India has constituted a high-level enquiry committee to probe allegations relating to a conspiracy to kill a Sikh extremist on American soil, presumably in view of the US raising concerns over the case.
The Financial Times, citing unnamed sources, last week reported that US authorities foiled a plot to assassinate Gurpatwant Singh Pannun, and issued a warning to the Indian government over concerns it was involved in the plot.
External Affairs Ministry Spokesperson Arindam Bagchi on Wednesday said India constituted a high-level enquiry committee on November 18 to look into all the relevant aspects of the matter.
Following the FT report, US National Security Council spokeswoman Adrienne Watson said the issue is being treated with "utmost seriousness."
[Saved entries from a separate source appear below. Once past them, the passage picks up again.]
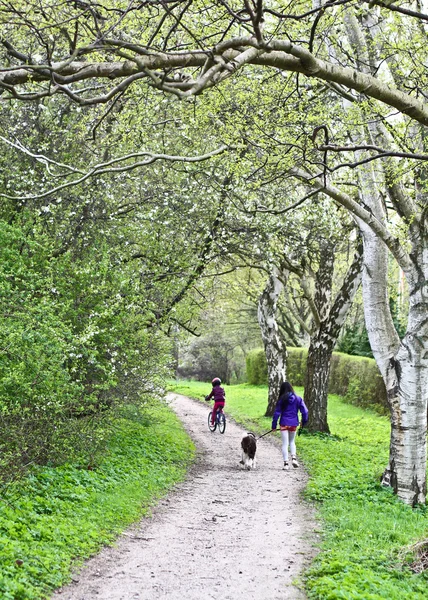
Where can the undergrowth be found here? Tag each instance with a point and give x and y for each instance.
(56, 517)
(365, 528)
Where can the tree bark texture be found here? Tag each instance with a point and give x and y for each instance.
(325, 337)
(275, 351)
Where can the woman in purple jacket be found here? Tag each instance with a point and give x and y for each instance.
(287, 411)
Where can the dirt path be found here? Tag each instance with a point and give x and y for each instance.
(225, 533)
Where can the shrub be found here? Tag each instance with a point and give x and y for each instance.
(256, 367)
(355, 378)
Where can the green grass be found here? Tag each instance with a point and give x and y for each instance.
(364, 527)
(56, 517)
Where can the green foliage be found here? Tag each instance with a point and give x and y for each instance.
(356, 379)
(72, 349)
(354, 340)
(364, 526)
(56, 516)
(256, 367)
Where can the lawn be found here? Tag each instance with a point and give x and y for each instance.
(366, 531)
(56, 517)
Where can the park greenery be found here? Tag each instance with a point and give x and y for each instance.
(304, 158)
(182, 182)
(58, 516)
(367, 535)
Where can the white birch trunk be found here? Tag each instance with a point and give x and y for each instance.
(275, 351)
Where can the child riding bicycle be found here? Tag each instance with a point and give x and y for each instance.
(219, 396)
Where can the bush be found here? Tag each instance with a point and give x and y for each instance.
(256, 367)
(72, 351)
(355, 378)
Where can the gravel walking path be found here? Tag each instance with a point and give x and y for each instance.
(225, 533)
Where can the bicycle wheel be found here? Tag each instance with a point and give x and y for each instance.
(222, 422)
(210, 426)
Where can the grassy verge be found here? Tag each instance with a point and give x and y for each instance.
(365, 529)
(59, 516)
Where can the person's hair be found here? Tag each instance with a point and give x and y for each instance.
(286, 388)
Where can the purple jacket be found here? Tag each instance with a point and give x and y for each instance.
(218, 393)
(287, 409)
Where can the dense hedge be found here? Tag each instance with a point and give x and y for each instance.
(355, 378)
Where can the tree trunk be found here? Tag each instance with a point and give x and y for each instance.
(275, 351)
(323, 341)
The Washington Post on Wednesday reported that the Biden administration was so concerned after discovering the plot to assassinate the Sikh separatist that it sent CIA director William J Burns and director of National Intelligence Avril Haines to India in August and October respectively to demand investigation and hold to account those responsible.
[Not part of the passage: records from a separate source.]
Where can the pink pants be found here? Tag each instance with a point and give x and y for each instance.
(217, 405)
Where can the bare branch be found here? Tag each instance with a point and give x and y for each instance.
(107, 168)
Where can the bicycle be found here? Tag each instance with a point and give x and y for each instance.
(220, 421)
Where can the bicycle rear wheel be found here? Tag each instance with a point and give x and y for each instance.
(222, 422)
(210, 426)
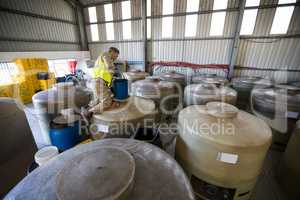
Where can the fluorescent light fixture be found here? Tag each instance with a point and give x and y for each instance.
(220, 4)
(250, 3)
(192, 5)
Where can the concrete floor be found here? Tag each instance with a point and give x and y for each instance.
(267, 187)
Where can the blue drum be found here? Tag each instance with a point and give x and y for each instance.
(120, 89)
(65, 131)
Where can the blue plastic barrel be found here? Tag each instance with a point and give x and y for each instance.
(120, 89)
(65, 132)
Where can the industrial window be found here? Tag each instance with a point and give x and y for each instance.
(220, 4)
(94, 32)
(250, 3)
(126, 10)
(248, 23)
(148, 7)
(126, 14)
(7, 73)
(148, 28)
(167, 27)
(59, 67)
(217, 24)
(148, 20)
(126, 30)
(282, 20)
(92, 14)
(110, 31)
(168, 7)
(192, 5)
(108, 12)
(167, 22)
(191, 25)
(191, 20)
(218, 18)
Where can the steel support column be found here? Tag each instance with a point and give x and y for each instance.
(144, 31)
(81, 28)
(235, 43)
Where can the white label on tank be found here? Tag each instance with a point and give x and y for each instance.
(102, 128)
(227, 157)
(292, 115)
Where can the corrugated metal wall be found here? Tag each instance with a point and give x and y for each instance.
(20, 32)
(256, 54)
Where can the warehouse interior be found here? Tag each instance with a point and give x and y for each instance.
(150, 99)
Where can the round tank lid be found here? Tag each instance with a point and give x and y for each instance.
(202, 89)
(172, 75)
(66, 119)
(221, 110)
(224, 124)
(63, 85)
(106, 173)
(45, 154)
(152, 78)
(213, 79)
(288, 87)
(134, 108)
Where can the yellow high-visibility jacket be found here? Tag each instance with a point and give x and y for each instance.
(103, 67)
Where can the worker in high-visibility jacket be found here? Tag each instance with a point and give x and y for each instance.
(104, 66)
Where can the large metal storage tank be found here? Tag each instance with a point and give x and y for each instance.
(222, 149)
(124, 119)
(279, 107)
(107, 169)
(289, 170)
(49, 103)
(244, 85)
(134, 75)
(172, 76)
(17, 144)
(210, 79)
(161, 92)
(200, 94)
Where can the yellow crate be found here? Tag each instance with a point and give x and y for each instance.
(24, 91)
(6, 90)
(23, 64)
On Wednesday, federal prosecutors "expect to file a new indictment against an Indian national charged in June with paying a hitman to kill the Sikh separatist", the Post said, quoting unnamed people familiar with the matter.
Bagchi said the US side shared some "inputs" pertaining to nexus between organised criminals, gun runners and terrorists and that India takes such inputs seriously since they impinge on "our national security interests as well" and that relevant departments were examining the issue.
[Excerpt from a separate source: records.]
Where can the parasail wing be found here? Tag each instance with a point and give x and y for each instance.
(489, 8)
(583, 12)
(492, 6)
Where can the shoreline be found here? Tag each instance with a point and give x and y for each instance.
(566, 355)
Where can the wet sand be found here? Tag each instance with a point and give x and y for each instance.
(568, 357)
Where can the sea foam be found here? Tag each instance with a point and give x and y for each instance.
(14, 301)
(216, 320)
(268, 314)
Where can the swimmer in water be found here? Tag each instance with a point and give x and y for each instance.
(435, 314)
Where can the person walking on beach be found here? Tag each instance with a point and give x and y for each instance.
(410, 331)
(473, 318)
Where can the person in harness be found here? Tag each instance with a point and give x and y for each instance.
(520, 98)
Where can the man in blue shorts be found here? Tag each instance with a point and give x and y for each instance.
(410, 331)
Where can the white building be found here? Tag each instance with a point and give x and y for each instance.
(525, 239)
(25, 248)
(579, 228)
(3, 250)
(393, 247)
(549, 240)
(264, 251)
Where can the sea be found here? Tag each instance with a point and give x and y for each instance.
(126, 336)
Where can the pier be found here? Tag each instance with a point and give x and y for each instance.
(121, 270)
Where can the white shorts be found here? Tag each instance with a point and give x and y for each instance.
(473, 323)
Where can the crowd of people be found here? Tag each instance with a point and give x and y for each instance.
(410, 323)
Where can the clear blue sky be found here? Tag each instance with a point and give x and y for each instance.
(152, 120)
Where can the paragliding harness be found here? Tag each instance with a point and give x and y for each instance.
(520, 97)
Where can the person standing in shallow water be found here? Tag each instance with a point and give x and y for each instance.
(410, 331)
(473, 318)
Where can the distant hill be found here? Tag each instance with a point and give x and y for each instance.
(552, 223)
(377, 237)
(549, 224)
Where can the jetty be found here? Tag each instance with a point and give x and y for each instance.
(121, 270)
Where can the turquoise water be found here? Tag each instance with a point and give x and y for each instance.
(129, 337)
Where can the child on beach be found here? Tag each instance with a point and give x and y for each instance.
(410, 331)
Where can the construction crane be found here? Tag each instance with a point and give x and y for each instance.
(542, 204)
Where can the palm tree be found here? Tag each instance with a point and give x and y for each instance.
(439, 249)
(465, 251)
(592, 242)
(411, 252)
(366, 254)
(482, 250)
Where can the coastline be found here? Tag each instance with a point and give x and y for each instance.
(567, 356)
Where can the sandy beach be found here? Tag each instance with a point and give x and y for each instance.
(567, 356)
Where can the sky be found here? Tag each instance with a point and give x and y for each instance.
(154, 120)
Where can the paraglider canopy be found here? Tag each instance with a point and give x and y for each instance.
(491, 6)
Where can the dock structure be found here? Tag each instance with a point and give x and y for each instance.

He said India will take necessary follow-up action based on the findings of the enquiry committee.
It is learnt that it will be a multi-agency probe. However, there was no official word on its composition.
Pannun, a Sikh extremist and known to be an American and Canadian citizen, is a leader of the so called 'Sikhs for Justice'. He is wanted by Indian probe agencies on various terror charges.
"We have already said that during the course of discussions with the US on bilateral security cooperation, the US side shared some inputs pertaining to nexus between organized criminals, gun runners, terrorists and others," Bagchi said.
He was responding to a media query on the issue.
"We had also indicated that India takes such inputs seriously since they impinge on our national security interests as well, and relevant departments were already examining the issue," he said, referring to his comments on the matter last week.
"In this context, it is informed that on November 18, the Government of India constituted a high-level Enquiry Committee to look into all the relevant aspects of the matter," he added.
Washington's allegations relating to the failed plot came weeks after Canadian Prime Minister Justin Trudeau alleged that there was a "potential" involvement of Indian agents in the killing of Khalistani separatist Hardeep Singh Nijjar in a Vancouver suburb in June.
India had strongly rejected Trudeau's charges.
National Security Council spokeswoman Watson told AP that the issue is being treated with "utmost seriousness."
"We are treating this issue with utmost seriousness, and it has been raised by the US Government with the Indian Government, including at the senior-most levels," National Security Council spokeswoman Adrienne Watson said.
"Indian counterparts expressed surprise and concern," she said.
Bagchi last week said the US side shared some inputs pertaining to nexus between organised criminals, gun runners and terrorists which were a "cause of concern" for both countries.
"During the course of recent discussions on India-US security cooperation, the US side shared some inputs pertaining to nexus between organized criminals, gun runners, terrorists and others," he had said.
He said the inputs are a "cause of concern" for both countries and they decided to take necessary follow up action.
"On its part, India takes such inputs seriously since it impinges on our own national security interests as well. Issues in the context of US inputs are already being examined by relevant departments," he had said.